Criminal sexual assault or abuse, often referred to as rape, are very serious crimes that encompass a wide range of conduct. A person can be charged with criminal sexual assault or abuse not only for acts of penetration but also for other "act[s] of sexual conduct" such as touching. The charges are very specific, with each separate act being a separate offense. For example, a person may be charged for each time s/he touched or had sex with the victim.

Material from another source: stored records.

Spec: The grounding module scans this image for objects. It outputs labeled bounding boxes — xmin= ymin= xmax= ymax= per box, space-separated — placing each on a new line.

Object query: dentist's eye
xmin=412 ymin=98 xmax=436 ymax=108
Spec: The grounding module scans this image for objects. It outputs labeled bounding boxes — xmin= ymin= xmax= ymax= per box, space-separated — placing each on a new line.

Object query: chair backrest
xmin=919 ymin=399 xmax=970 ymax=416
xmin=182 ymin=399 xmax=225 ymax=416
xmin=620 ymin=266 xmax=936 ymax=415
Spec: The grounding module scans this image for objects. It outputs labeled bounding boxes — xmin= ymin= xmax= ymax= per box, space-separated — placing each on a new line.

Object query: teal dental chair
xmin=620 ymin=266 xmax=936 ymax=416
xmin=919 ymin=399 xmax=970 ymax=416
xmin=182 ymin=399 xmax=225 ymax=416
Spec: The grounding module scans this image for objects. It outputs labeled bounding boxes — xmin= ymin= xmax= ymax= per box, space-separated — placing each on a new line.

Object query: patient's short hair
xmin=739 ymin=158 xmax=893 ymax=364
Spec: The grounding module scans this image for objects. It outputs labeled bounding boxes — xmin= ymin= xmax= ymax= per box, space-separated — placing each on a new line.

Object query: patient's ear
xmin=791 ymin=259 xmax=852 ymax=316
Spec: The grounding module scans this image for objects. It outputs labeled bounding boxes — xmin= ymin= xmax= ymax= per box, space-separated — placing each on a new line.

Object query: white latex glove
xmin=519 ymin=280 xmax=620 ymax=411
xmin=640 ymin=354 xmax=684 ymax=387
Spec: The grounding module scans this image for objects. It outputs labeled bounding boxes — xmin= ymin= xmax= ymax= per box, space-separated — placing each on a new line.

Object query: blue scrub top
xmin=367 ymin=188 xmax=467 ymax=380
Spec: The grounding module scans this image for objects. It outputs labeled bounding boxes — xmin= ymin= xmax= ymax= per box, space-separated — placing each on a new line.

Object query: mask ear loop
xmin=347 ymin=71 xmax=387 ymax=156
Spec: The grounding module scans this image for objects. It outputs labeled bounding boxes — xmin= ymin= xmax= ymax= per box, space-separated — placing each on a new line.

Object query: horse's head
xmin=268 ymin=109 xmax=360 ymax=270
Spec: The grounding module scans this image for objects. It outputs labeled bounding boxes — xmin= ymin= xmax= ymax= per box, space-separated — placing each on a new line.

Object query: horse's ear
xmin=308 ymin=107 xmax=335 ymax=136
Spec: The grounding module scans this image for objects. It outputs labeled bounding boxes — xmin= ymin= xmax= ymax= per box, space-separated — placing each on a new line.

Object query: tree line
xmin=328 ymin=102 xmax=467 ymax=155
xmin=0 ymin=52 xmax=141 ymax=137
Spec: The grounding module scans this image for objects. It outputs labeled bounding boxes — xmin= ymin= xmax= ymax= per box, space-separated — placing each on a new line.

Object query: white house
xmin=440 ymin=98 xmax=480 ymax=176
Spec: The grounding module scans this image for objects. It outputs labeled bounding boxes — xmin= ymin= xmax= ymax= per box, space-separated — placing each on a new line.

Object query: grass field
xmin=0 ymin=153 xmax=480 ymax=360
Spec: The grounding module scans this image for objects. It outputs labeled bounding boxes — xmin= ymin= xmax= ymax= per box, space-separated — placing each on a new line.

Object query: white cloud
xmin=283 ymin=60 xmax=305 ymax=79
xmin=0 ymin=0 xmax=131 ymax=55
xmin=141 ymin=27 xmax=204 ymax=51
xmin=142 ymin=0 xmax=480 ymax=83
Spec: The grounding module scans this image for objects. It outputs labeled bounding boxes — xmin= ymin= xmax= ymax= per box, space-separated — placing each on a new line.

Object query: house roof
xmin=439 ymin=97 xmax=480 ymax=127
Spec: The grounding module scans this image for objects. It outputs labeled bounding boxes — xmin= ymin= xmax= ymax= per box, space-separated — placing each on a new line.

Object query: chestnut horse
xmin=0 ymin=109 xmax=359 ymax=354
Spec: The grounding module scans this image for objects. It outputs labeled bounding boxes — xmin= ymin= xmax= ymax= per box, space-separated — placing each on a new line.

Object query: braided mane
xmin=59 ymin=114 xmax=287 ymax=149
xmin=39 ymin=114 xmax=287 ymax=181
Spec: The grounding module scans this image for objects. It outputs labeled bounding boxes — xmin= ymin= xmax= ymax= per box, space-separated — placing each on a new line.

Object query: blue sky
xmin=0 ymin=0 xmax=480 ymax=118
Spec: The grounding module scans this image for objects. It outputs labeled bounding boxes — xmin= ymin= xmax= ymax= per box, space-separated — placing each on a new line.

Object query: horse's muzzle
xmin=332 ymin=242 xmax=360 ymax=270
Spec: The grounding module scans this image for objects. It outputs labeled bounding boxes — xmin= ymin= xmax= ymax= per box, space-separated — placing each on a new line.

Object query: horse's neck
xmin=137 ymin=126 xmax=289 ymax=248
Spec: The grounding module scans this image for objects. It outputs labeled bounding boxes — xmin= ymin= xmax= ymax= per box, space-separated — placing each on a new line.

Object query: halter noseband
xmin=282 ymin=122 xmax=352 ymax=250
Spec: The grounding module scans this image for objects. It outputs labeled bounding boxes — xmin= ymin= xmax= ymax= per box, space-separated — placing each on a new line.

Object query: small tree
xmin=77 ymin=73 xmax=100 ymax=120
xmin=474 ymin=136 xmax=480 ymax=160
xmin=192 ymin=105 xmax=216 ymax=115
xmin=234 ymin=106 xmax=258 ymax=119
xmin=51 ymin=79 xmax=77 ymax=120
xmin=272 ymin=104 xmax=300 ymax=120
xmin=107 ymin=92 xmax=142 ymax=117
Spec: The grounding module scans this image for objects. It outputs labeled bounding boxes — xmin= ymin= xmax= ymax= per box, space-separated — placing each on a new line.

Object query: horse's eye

Some convictions of criminal sexual abuse may only be misdemeanors while several factors, including the age and mental capacity of the victim, or the relationship of the victim to the defendant, can result in serious felony charges. In addition, those factors may also give rise to the more serious charges of Aggravated Criminal Sexual Assault or Aggravated Criminal Sexual Abuse. Using a weapon during the offense is even worse and in some cases, a defendant can be sentenced to life in prison.

Additional Consequences

Defendants charged with sexual assault or abuse may also face action from the Department of Children and Family Services (DCFS), who may remove a victim or a charged family member from the household while the charges are pending. Defendants who are convicted may have to register as sex offenders in Illinois, which can be embarrassing and lead to difficulties finding housing and gaining employment.

Experience Matters

Because each act is charged with such specificity, and the penalties for the acts vary widely, the details in these cases are extremely important. Knowledge of the defendant's relationship to the victim, the age and mental state fo the victim, the defendant's prior criminal history, and the specifics of the charges are huge factors. This also means that the state must prove each and every one of those factors, giving the defense many opportunities to poke holes in the prosecutors' case.

Rape Shield

In addition, victims of alleged sexual assault or abuse are protected by the Rape Shield law- a law that bars defendants from admitting into evidence any evidence of the victim's sexual reputation or past sexual conduct. While the law protects victims from defendants who try to mount a charcter attack on a victim, many judges do not allow any reference to a victim's sexual conduct, even when introduced for a relevant and legitimate purpose. This can make it difficult for defendants to argue its theory of the case and present legitimate evidence that may show why an alleged victim had a motive to make the allegations against the defendant.

Constitutional Issues

In many of these cases, police will obtain statements from victim or the defendants. Whenever statements to police are involved, the defense may be able to defend the charges by moving to suppress the statements under the 4th or 5th Amendments. Villalobos & Associates has handled countless motions to suppress statements and has successfully barred admission of improperly obtained confessions.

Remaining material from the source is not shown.